Figuring out the length of an arc on a graph works out differently than it would if you were trying to find the length of a segment of a circle. Where the length of a segment of a circle can be figured out with some simple knowledge of geometry (or trigonometry), finding the arc length of a function is a little more complicated. You need to use calculus for that.
Finding the length of an arc works almost the same way as finding the length between line segments. In a way, you could argue that’s what you’re doing, except taken to an infinitely precise scale because the resolution of the curve is infinite as far as you can tell. There are no jagged edges or line segments.
Using Line Segments to Approximate Arc Length
To start, assume you have a given function with no interruptions and uniform smoothness. To get a basic idea of how long the arc was, you would start by separating the function into line segments placed at equal values of x. For example, you might plot the arc segments at x = 2, x = 4, x = 6, and so on.
You then use the Pythagorean Theorem to calculate the distances between the two points. However, you’re connecting two points directly rather than following a curve. This means you may be missing length or some extra length was added if the section of the graph happens to be a concave curve.
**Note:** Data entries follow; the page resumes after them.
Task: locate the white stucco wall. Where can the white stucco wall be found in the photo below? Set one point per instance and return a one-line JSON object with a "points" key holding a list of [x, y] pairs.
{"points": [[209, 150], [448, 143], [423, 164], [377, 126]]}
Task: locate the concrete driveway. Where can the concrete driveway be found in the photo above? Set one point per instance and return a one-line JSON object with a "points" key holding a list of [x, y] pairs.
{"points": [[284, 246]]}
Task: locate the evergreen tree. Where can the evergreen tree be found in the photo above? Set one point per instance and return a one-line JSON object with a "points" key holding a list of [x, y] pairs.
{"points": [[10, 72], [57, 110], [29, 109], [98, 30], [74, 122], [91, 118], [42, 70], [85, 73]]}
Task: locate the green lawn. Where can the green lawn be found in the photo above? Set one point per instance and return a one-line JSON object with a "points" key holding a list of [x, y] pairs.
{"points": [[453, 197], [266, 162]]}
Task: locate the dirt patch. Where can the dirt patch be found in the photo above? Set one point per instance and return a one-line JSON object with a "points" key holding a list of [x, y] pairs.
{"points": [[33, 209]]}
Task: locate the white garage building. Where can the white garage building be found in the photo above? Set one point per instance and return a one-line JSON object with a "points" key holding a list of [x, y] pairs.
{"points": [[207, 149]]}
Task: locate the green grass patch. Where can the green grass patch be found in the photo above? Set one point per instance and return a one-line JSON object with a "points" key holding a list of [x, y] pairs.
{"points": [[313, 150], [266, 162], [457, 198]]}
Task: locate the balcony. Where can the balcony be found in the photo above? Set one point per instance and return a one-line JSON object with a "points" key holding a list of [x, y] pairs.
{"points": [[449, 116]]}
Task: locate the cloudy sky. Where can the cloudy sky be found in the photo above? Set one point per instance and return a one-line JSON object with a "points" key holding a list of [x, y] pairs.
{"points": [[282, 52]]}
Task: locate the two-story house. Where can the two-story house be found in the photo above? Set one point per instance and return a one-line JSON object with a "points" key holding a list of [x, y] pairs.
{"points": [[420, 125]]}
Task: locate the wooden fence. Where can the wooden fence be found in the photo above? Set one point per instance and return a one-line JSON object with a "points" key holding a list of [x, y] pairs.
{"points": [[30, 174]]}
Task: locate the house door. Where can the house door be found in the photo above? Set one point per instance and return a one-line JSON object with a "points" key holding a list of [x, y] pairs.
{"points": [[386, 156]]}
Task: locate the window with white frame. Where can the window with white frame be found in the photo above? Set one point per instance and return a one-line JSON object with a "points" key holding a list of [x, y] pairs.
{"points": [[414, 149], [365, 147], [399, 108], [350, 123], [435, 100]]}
What do you do?
You could take more sections by placing the line segment points at x =1, x =2, x=4 and so on. This would more closely approximate the curve of the graph. However, it still wouldn’t completely match. It doesn’t matter how small you make the sections: you cannot exactly match the section length with normal math.
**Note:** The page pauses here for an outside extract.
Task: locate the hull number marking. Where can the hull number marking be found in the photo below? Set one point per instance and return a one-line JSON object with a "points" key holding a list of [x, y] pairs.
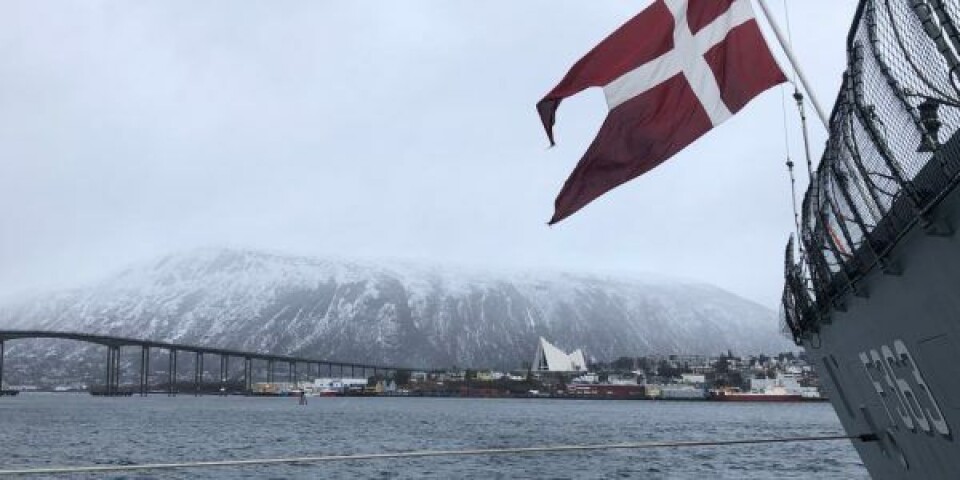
{"points": [[902, 389]]}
This is where the calculus comes into play. You have to take derivatives and make use of integral functions to get use the arc length formula in calculus. We’ll give you a refresher of the definitions of derivatives and integrals.
What is a Derivative?
The derivative of any function is nothing more than the slope. There are several rules and common derivative functions that you can follow based on the function. For example, if you have a constant, such as x = 6, the derivative is 0 because there is no slope. For a function f(x) – ax where a is the slope, the derivative is the variable a.
If you have x^{2}, the derivative with respect to x is 2x. In other words, at any given point for x on the function, as the limit approaches zero for a given value of deltax, its derivative will be 2x.
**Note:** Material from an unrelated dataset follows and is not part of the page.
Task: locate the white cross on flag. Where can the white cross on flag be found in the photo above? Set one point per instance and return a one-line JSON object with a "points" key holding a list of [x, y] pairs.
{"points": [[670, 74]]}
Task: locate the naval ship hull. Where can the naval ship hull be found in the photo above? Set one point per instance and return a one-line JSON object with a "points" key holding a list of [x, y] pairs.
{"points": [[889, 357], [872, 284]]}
These are just a few examples of using a derivative, and you’ll need to know or have access to them when figuring out arc lengths.
Integrals
An integral is one of the two fundamental operations in calculus, the other being differentiation. When we were talking about line segments as portions of the arc length, those are a crude form of differentiation. An integral is the act of taking discrete segments and combining them into one. As with derivatives, integrals have their own rules and basic functions.
Common Rules for Integration
The integral of ax dx, where dx is simply another way of saying ‘as deltax approaches zero’, is ax + C, where C is the constant of integration. You don’t necessarily need to know the constant of integration, because it can be any number when you’re dealing with an indefinite integral.
An indefinite integral does not set upper or lower bounds for x. In practical uses, you aren’t going to see a lot of functions that have negative values for x or y, so you’ll just be taking the area under the curve in the positive xy quadrant.
When you’re trying to find the arc length formula, you’ll need to use definite integrals. A definite integral sets boundaries on x. To find a definite integral, i.e., the area under a curve, you find the integral using the larger value of x, then the smaller value of x, and take the difference of the two numbers.
Arc Length Formula
The formula for arc length is ∫_{a}^{b} √1+(f’(x))^{2} dx. When you see the statement f’(x), it just means the derivative of f(x). In the integral, a and b are the two bounds of the arc segment. Therefore, all you would do is take the derivative of whatever the function is, plug it into the appropriate slot, and substitute the two values of x.
For example, let’s assume you have ∫_{1}^{4} √1+(f’(x))^{2} dx. Let’s also assume that f(x) is 2×2 + 2. In this case, it doesn’t matter that there’s a + 2 at the end. All were looking for is the derivative, which is the same no matter where the function actually lies on the graph. In this case, the derivative of 2×2 is 4x. At any point on the graph, this will be the derivative.
Now, you can plug 4x into the formula: ∫_{1}^{4} √1+(4x)^{2} dx.
Following that, you need to substitute the first value for x, which is 1. ∫_{1}^{4} √1+(4(1))^{2} dx. Remember the order of operations when working with these numbers: you’d first multiply the 1 by 4 to get 4, then square it to get 16. 16 + 1 is 17, so the integral of this function is the square root of 17.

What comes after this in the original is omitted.